Although Indigenous Peoples and local communities have legal ownership of over 33 percent of Latin America’s forests, overlapping claims to their lands continue. In an effort to clarify where such overlap exists, 13 civil society organizations from Colombia, Ecuador, Panama, and Peru surveyed 29 million hectares of forest land, a corridor stretching from the Panama Canal, through the western edge of Ecuador and Colombia, down to northern Peru. This area, known as the Pacific Basin, is one of the most biodiverse regions in the world and home to forest communities
Its richness in natural resources has made it an attractive worldly investment. While local governments claim that extractive resource projects and other megaprojects such as roads, rail, and dams, will help boost economic growth and uplift local communities, these deliverables have been short in coming. What has manifested, however, are the visible signs of social and environmental damages.

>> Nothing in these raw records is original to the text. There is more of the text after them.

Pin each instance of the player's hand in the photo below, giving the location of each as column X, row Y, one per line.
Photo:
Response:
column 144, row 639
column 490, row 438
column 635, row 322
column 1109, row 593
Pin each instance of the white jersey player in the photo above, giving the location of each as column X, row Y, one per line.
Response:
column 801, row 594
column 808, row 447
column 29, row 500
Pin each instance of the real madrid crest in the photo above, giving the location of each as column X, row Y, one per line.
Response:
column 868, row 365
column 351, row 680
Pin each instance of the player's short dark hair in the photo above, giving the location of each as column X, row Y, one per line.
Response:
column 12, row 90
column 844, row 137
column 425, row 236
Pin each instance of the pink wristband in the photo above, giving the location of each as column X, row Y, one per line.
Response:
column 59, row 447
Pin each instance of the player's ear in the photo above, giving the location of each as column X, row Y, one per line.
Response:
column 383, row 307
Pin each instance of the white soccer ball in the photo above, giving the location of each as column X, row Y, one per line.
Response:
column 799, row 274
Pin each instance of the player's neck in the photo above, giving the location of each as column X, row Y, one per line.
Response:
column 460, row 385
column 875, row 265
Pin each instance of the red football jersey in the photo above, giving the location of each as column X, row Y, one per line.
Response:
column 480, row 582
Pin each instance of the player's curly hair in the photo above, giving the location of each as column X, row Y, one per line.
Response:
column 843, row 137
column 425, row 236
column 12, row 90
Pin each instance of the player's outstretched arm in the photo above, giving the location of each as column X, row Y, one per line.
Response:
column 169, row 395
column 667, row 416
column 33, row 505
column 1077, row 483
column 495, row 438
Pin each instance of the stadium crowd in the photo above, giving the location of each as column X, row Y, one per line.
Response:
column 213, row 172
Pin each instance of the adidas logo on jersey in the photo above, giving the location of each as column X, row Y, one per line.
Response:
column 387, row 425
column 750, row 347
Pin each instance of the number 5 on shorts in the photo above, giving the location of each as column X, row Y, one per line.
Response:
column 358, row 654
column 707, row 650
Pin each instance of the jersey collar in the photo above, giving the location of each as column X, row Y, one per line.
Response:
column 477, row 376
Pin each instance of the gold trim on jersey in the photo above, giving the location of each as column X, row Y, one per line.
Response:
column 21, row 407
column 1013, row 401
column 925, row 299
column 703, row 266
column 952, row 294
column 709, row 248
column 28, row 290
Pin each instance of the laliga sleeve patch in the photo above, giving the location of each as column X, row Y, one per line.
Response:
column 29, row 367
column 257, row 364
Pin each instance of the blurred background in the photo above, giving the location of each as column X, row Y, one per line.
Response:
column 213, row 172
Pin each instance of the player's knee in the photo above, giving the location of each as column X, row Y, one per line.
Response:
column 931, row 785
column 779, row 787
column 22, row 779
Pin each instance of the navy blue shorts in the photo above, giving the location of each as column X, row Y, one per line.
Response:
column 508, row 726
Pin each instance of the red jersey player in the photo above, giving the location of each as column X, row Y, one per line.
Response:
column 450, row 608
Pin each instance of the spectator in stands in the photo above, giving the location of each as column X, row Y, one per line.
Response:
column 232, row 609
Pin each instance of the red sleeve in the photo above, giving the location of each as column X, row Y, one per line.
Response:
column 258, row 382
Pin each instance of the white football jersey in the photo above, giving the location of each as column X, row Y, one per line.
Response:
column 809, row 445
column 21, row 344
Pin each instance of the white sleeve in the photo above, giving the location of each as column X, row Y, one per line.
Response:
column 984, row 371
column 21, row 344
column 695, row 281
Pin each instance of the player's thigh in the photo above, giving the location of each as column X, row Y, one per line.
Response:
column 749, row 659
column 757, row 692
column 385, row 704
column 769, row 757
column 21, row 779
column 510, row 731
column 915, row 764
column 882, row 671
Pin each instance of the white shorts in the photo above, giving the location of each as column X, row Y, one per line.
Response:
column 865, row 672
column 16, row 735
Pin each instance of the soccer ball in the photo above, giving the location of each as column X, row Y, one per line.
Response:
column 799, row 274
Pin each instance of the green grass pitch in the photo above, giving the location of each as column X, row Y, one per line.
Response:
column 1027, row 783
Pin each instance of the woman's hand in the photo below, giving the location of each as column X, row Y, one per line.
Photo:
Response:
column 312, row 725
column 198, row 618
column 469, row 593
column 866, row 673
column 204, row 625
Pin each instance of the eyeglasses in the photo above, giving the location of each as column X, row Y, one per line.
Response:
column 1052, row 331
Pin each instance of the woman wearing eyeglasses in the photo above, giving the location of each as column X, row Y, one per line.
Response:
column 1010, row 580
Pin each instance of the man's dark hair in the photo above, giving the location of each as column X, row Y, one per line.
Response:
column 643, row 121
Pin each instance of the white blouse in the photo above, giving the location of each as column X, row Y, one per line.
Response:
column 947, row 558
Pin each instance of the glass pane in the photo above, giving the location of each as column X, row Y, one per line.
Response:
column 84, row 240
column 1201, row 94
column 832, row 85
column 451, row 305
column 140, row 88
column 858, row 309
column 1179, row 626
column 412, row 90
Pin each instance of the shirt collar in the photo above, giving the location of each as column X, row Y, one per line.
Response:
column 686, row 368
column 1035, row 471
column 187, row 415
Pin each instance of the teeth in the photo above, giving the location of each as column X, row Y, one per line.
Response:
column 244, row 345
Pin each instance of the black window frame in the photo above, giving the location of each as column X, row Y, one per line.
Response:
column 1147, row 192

As the map illustrates, forest areas owned or controlled by Indigenous Peoples and local communities (roughly 41 percent of the Basin) are overrun by large-scale land projects and government controlled protected areas. Within the Basin, mining concessions account for 31 percent, oil concessions 13 percent, agroindustry 5 percent, logging 1 percent and protected areas 13 percent. In addition, there are 184 hydroelectric already in service or under construction.
By providing quantifiable evidence that overlapping land claims do exist and are rampant, community members hope to highlight the urgent need to create and implement more robust safeguards and legal mechanisms that protect community land rights. Moreover, by creating transparency between what is written in law and what is happening on the ground, governments, investors, development organizations, and communities can be better positioned to work together to find meaningful solutions to the problems that exist and more adeptly adapt to the needs of all those with an interests in these forests.
The map was coordinated by Instituto del Bien Común with the assistance of the World Wildlife Foundation, EcoCiencia, and 10 other civil society groups, and supported by the Rights and Resources Initiative. It was completed in December of 2013.